Monk in US Sex-Tape Scandal Suspended

The Ministry of Cults and Religion has suspended disgraced Cambodian monk Nhem Kim Teng from his position as director of higher Buddhist education at the National Buddhist Center for his alleged involvement in a sex-tape scandal in Lowell, Massachusetts, according to a letter from the ministry.

Nothing has been heard from Nhem Kim Teng since he released a statement on April 22 in which he admitted to appearing in a video tape posted on YouTube, but denied that it showed him breaking his vow of celibacy at a pagoda in Lowell with Maya Men, a Cambodian-American laywoman with whom he was working on project to build a new, multimillion dollar temple in the U.S. city.

In April, Lowell city councilor Nuon Veasna said an official complaint had been sent to the Ministry of Cults and Religion in Cambodia asking for the monk to be defrocked. Mr. Veasna also revealed that the monk had been dismissed from his position at the temple and that his religious visa to remain resident in the U.S. had subsequently expired.
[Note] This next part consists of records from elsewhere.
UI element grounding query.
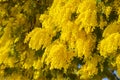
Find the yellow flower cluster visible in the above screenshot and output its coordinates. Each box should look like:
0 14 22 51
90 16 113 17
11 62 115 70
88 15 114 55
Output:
75 0 97 33
42 42 75 71
99 33 120 57
75 31 96 59
24 28 51 50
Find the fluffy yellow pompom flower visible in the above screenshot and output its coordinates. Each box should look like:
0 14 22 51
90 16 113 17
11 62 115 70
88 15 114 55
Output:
98 33 120 57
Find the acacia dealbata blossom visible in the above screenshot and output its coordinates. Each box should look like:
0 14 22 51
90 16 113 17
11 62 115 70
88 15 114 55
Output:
0 0 120 80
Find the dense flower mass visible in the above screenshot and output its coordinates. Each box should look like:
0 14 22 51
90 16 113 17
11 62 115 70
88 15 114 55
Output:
0 0 120 80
In a letter obtained Monday but dated November 25, Minister of Cults and Religion Min Khin wrote to Muong Ra, the secretary of the Monk’s Assembly of Cambodian Buddhism who is in charge of disciplinary action against monks, informing him of the Lowell community’s official complaint against Nhem Kim Teng.

The complaint asked the ministry “to take action to defrock disgraced Venerable Nhem Kim Teng for committing indecent acts inside the Trairatanaram Buddhist pagoda” in Lowell, according to the letter.

Four days later, Mr. Khin issued a proclamation from the ministry that said Nhem Kim Teng had been suspended from his role as director of higher Buddhist education at the National Buddhist Center.

“The salary and other bonuses for Venerable Nhem Kim Teng shall be temporarily frozen from November 2013,” the November 29 proclamation states, though it makes no mention of whether the monk has also been defrocked.

The Ministry of Cults and Religion could not be reached Monday, but when the news of the sex tape first broke in April, the ministry said the monastic committee would decide whether the monk would be defrocked as soon as it received the complaint.

Nhem Kim Teng also runs Santi Sena, a Buddhist environmental education and reforestation NGO that he founded in Svay Rieng province in 1994 and is based out of a pagoda in Svay Rieng City.

He could not be reached for comment.